Já estávamos beirando o crepúsculo quando Enzo finalmente sentiu os efeitos daquela caminhada sem sentido com uma fisgada em sua panturrilha. Foi a minha deixa para sugerir que talvez estivesse na hora de encerrarmos o expediente, lembrando com um pouco de medo que ainda haveria uma sessão de invocação mais a noite e se continuássemos ali iríamos perdê-la.

- Acho que devemos encerrar por aqui – Enzo disse imediatamente após a minha sugestão de fazermos a mesma coisa – Só há um último lugar para irmos...

Minha frustração ficou no banco de reservas enquanto a titular dúvida ocupava minha mente.

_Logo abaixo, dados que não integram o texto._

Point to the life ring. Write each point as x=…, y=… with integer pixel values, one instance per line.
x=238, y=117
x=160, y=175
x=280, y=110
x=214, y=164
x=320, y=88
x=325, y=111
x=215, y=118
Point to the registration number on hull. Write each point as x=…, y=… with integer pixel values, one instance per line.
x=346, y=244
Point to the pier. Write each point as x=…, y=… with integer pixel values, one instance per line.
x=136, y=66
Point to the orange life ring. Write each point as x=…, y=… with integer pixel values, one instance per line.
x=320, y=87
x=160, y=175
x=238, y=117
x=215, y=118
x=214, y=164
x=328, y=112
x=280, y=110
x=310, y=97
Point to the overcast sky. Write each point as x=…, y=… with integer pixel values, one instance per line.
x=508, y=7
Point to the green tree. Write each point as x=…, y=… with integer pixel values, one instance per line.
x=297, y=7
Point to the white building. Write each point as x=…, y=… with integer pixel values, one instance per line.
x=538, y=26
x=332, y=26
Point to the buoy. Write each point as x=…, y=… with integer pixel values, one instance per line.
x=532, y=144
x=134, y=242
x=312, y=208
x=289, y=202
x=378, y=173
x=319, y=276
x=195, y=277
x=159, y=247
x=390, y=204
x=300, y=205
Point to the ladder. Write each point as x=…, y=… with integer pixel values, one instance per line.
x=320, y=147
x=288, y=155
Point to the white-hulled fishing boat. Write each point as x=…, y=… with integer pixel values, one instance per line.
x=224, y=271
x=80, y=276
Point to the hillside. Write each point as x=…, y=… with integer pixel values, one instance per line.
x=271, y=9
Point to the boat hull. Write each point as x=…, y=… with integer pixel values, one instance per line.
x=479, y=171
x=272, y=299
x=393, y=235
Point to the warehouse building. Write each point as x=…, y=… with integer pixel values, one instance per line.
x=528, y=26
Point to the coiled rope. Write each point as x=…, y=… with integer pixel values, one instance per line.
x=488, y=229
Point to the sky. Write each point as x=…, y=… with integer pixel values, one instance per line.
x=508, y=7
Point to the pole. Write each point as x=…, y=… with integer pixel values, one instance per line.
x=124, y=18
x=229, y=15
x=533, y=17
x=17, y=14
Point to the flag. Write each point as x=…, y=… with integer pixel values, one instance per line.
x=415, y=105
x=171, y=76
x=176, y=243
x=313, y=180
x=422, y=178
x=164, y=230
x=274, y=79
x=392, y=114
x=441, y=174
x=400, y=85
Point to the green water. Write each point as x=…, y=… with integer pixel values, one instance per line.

Não foi difícil descobrir.

O túmulo de Adla e seu filho não nomeado ficavam próximos a uma pequena capela existente numa das laterais do casarão. O tempo foi implacável com o lar do senhor e parte do teto desabara bem como uma das paredes. Todavia, na parte remanescente, ainda era possível ver os vitrais retratando a dura realidade pela qual Jesus passara. Lá dentro, o altar estava coberto por um pano branco e encardido, com uma Bíblia aberta e velas colocadas nos candelabros, como se o local tivesse sido preparado para uma missa que nunca foi celebrada. A cruz estava ali também, grande e dourada, com detalhes que visavam suavizar a imagem da morte para não traumatizar os fiéis.

Pensei em como era engraçado as pessoas quererem chegar ao paraíso em algumas religiões, parece que elas esquecem que precisam morrer para isso.

Atrás da pequena igreja crescia um jardim que deveria ter sido cortado pela última vez no milênio passado. Não era de se espantar que Daniela não desse conta de toda a propriedade, mas com certeza o senhor Basílio não passava muito por ali caso contrário a empregada levaria um puxão de orelha.

Bem, pelo menos era o que eu achava até identificar uma solitária figura próxima aos túmulos.

- Ora, não esperava ver o senhor aqui senhor Basílio. – Enzo disse e o homem virou para encarar-nos.

Sobre a grama alta repousavam duas covas que se não fossem as cruzes desgastadas seriam impossíveis de serem encontradas. O senhor Basílio estava próximo a elas e seus olhos cansados nos encaravam como duas azeitonas. O estresse do homem deveria ter atingido um nível estratosférico, se em poucas horas eu e Enzo já presenciamos um fenômeno físico tão gritante, imagino a centena de coisas que o senhor Basílio já não deveria ter visto.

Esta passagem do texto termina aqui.